インフルエンザ薬「ゾフルーザ」とは?子ども・乳児・妊婦への使用の注意点を解説
インフルエンザの治療薬のなかでも、「1回飲むだけ」で話題になったゾフルーザ。便利そうに思える一方で、子どもへの使用には注意が必要とされています。
結論からいうと、ゾフルーザ(バロキサビル)は1回飲むだけで治療が完結する抗インフルエンザ薬ですが、日本感染症学会は12歳未満の小児には低感受性(耐性)ウイルスが出やすいことから慎重な投与判断を求めています。 使用の可否は、年齢や状態をふまえて医師が判断します。自己判断せず、必ず医師に相談しましょう。

ゾフルーザ(バロキサビル)とはどんな薬?
結論から言うと、ゾフルーザはウイルスの増殖を抑えるタイプの抗インフルエンザ薬で、1回の服用で治療が完結するのが特徴です。
- 一般名…バロキサビル マルボキシル
- 特徴…ウイルスが増えるしくみ(キャップ依存性エンドヌクレアーゼ)を阻害する。多くの薬が数日間の服用を要するのに対し、1回飲むだけで治療が完結する
- 2018年から使われている、比較的新しい飲み薬です
子どもへの使用は「慎重に」とされる理由

結論から言うと、12歳未満の小児には慎重な投与判断が必要とされています。
日本感染症学会の提言によると、ゾフルーザの治療中に、薬が効きにくい低感受性(耐性)ウイルスが出ることがあり、とくに小児ではその頻度が高いと報告されています。耐性ウイルスが出ると、発熱以外の症状の改善に時間がかかったり、ウイルスを排出する期間が延びたりする可能性が指摘されています。こうした点から、12歳未満では慎重に投与を判断するよう求められています。

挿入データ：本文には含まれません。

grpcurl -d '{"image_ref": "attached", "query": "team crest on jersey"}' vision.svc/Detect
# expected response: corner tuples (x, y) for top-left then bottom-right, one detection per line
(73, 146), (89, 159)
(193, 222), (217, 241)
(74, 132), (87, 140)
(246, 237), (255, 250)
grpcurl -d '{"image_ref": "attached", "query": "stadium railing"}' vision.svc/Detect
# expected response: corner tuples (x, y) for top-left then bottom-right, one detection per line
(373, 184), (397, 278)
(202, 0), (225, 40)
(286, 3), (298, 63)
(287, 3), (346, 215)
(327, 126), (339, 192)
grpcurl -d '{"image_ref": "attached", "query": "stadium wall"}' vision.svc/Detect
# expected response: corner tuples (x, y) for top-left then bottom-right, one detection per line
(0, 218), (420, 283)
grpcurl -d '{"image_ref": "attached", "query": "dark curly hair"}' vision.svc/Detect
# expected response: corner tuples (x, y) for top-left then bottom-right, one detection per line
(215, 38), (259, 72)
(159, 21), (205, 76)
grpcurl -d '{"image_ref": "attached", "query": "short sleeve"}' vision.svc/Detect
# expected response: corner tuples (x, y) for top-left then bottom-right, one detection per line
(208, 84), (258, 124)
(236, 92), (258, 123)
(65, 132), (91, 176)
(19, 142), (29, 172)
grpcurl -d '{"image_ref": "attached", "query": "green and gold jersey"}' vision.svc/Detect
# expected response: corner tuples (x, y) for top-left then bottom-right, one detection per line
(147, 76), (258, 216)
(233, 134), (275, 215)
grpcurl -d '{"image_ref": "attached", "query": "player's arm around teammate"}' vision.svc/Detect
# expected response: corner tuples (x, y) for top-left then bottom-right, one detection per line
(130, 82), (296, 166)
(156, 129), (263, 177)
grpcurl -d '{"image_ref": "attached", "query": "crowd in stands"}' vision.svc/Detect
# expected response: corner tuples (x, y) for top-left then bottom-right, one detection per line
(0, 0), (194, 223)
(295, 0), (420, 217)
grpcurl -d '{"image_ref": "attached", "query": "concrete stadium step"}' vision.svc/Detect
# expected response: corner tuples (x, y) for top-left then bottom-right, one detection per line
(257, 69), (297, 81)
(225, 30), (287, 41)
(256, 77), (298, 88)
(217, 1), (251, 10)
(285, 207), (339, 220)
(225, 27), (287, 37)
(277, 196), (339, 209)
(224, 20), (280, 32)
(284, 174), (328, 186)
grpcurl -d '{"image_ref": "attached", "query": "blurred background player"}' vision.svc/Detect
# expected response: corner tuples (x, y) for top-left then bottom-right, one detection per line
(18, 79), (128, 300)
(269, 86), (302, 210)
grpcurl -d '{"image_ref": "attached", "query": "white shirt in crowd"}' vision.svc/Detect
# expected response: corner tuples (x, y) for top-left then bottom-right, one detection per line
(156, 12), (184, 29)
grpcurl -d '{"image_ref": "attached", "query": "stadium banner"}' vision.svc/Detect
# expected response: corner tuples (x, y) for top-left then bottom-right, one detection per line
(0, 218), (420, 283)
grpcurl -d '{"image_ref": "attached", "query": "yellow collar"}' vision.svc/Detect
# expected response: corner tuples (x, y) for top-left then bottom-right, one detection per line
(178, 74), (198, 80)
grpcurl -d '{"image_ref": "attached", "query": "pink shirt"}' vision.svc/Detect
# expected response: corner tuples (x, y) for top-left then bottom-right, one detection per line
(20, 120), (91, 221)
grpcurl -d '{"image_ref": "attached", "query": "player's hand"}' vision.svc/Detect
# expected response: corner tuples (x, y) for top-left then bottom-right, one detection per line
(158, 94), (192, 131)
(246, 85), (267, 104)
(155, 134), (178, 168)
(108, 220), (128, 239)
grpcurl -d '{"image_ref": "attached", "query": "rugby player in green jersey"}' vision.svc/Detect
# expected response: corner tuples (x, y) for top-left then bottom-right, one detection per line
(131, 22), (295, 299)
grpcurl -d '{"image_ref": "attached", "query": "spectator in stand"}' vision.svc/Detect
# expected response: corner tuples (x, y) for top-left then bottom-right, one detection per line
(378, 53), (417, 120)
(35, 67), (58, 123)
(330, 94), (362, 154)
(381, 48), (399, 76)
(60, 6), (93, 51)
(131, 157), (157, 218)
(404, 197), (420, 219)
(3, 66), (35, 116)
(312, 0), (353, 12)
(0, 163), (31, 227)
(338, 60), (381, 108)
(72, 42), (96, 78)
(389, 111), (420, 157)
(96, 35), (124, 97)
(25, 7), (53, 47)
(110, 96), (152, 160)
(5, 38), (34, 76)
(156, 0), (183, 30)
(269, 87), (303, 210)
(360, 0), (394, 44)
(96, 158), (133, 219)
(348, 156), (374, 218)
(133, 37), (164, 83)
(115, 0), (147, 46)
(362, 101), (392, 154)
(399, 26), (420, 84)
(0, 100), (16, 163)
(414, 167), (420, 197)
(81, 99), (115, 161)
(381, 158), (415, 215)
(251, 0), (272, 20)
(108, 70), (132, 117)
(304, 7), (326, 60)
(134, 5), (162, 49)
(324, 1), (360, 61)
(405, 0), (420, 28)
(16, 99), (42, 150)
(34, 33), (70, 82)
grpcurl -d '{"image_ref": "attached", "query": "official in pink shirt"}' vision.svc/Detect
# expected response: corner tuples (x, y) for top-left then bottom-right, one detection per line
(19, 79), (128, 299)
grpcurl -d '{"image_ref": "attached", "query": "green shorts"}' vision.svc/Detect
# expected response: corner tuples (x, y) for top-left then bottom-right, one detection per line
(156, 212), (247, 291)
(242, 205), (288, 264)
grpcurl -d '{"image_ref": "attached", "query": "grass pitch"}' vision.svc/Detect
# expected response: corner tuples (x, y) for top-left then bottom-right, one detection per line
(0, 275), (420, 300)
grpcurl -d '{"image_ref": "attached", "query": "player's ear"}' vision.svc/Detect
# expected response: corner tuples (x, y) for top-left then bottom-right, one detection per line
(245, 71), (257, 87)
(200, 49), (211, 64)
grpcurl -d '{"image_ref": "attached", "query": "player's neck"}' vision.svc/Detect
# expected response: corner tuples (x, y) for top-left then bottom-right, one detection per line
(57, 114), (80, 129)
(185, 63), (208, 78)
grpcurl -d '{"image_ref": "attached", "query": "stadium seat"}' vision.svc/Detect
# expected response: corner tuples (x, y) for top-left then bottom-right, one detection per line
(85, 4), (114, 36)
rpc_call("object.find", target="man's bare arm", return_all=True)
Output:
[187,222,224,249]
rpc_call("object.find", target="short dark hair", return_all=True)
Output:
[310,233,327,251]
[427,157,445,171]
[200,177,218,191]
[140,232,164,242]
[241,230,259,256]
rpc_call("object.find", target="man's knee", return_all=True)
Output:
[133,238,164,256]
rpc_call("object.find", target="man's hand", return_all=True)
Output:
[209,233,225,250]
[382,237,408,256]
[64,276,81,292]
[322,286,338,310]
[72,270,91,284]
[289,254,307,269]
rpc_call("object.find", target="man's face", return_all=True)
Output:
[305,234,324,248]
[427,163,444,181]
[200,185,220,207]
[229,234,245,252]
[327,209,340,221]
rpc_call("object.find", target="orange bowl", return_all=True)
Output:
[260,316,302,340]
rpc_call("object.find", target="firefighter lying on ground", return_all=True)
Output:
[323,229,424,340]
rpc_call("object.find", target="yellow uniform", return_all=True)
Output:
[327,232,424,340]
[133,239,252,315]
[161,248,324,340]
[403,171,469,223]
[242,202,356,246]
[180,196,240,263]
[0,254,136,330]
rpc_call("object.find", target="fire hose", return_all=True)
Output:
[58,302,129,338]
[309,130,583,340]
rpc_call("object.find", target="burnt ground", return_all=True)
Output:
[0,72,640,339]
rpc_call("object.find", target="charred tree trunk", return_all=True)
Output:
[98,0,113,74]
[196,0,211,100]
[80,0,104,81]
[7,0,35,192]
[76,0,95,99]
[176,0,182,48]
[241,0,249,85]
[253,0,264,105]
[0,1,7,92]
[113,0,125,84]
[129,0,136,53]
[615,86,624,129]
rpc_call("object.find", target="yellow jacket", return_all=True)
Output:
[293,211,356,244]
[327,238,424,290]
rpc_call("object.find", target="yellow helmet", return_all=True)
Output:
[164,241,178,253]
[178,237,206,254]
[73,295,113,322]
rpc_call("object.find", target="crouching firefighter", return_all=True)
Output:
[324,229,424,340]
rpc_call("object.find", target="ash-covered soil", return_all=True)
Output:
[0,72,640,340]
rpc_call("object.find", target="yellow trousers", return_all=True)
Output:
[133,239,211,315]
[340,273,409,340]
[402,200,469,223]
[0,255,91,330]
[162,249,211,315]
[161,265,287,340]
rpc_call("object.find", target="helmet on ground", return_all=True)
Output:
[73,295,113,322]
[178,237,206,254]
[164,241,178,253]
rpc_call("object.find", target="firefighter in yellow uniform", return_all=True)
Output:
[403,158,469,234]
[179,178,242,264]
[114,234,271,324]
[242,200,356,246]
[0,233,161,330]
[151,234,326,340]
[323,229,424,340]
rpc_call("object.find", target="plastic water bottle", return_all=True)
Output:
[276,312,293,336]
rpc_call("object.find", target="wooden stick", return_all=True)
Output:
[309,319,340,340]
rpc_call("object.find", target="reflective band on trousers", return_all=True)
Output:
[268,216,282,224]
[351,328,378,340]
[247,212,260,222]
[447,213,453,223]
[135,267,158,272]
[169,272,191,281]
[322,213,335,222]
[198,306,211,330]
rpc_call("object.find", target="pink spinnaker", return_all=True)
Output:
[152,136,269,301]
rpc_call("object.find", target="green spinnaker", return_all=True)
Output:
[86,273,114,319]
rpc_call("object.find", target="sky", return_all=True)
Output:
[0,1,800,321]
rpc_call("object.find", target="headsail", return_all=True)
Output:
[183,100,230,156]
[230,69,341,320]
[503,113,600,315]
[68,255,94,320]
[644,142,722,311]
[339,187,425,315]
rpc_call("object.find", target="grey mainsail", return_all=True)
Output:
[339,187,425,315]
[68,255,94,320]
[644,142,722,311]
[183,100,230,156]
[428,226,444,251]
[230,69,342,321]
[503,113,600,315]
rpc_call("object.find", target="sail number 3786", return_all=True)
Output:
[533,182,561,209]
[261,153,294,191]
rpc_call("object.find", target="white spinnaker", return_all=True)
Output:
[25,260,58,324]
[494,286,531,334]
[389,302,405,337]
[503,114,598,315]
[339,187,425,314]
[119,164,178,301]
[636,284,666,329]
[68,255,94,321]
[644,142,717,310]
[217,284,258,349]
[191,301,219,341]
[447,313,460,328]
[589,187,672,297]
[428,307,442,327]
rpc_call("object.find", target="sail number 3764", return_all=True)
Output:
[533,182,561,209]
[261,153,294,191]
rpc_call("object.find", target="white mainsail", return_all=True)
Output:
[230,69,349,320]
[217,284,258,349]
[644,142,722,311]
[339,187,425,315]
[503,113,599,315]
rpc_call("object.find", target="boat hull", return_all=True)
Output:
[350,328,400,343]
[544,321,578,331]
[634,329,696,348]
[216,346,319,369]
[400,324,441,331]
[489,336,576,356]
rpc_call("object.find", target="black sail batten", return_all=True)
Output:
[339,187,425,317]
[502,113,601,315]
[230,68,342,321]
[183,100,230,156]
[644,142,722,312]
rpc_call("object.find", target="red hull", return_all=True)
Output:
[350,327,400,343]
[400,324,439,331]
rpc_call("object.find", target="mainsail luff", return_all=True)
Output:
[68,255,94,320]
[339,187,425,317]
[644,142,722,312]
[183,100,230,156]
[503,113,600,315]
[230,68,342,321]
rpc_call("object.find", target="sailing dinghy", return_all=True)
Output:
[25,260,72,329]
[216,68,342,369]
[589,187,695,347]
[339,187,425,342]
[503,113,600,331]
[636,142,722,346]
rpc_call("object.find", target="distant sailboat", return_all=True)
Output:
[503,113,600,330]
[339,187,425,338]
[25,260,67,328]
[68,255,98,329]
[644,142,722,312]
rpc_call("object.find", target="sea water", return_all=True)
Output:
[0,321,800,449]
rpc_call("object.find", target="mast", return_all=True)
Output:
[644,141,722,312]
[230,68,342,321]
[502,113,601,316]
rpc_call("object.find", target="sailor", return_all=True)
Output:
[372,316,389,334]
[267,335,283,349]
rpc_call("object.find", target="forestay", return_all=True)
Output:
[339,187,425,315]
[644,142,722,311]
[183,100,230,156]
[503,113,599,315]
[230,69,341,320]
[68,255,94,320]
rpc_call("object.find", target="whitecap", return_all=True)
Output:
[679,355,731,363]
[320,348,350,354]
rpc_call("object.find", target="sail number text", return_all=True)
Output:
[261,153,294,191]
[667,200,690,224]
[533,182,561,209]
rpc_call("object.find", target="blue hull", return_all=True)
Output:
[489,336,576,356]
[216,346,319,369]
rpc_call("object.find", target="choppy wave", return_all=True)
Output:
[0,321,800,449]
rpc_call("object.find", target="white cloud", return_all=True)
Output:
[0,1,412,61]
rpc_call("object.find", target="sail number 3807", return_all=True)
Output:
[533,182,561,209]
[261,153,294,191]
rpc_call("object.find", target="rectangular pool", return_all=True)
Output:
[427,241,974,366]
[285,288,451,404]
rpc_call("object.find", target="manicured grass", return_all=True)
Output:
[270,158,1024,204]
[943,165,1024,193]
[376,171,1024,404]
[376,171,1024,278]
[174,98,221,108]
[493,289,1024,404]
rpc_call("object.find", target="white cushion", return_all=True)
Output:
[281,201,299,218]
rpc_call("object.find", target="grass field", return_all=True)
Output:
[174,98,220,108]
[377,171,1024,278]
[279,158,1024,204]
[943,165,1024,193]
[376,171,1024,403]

出典: 日本感染症学会 | バロキサビル マルボキシル(ゾフルーザ)の使用についての新たな提言
乳児・妊婦・授乳中の場合
結論から言うと、乳児や妊婦・授乳中の方への安全性は十分に確立されているとはいえず、使用は医師の慎重な判断によります。
「いつから使えるか」「うちの子に使えるか」は、年齢・体重・体調・流行している型などをふまえて医師が判断します。妊娠中・授乳中の方も、自己判断せず必ず医師に相談してください。
出典: 日本感染症学会 | 抗インフルエンザ薬の使用について
他にもある抗インフルエンザ薬
結論から言うと、インフルエンザの治療薬は複数あり、使い方が異なります。
| 薬の例 | 使い方 |
|---|---|
| ゾフルーザ(バロキサビル) | 飲み薬(1回) |
| タミフル(オセルタミビル) | 飲み薬(数日間) |
| リレンザ/イナビル | 吸入薬 |
| ラピアクタ | 点滴 |
どの薬が適しているかは、年齢や症状をふまえて医師が選びます。イナビルの記事もあわせてご覧ください。
まとめ
ゾフルーザは便利な一方で、子どもへの使用には注意が必要な薬です。
- バロキサビルが一般名、1回飲むだけが特徴
- 12歳未満は低感受性ウイルスが出やすく、慎重な投与判断が必要
- 乳児・妊婦・授乳中の使用は医師の慎重な判断による
- 治療薬は複数あり、選択は医師が行う
インフルエンザの薬は、必ず医師の診察を受けて処方してもらいましょう。気になることは自己判断せず、医師・薬剤師に相談してくださいね。
よくある質問
- Q. ゾフルーザはどんな薬ですか?
- A. ゾフルーザ(一般名バロキサビル マルボキシル)は、ウイルスの増殖を抑える抗インフルエンザ薬です。多くの薬が数日間の服用を必要とするのに対し、1回飲むだけで治療が完結するのが特徴とされています。
- Q. 子どもにも使えますか?
- A. 日本感染症学会の提言では、12歳未満の小児は治療中に低感受性(耐性)ウイルスが出やすいことから、慎重に投与を判断するよう求められています。使用の可否は、年齢や状態をふまえて医師が判断します。
- Q. 乳児や妊婦・授乳中でも使えますか?
- A. 乳児や妊婦・授乳中の方への安全性は十分に確立されているとはいえず、使用は医師の慎重な判断によります。自己判断せず、必ず医師に相談してください。
- Q. 他のインフルエンザ薬との違いは?
- A. インフルエンザの治療薬にはタミフル、リレンザ、イナビル、ラピアクタなど複数あり、飲み薬・吸入薬・点滴など使い方が異なります。どの薬が適しているかは、年齢や症状をふまえて医師が選びます。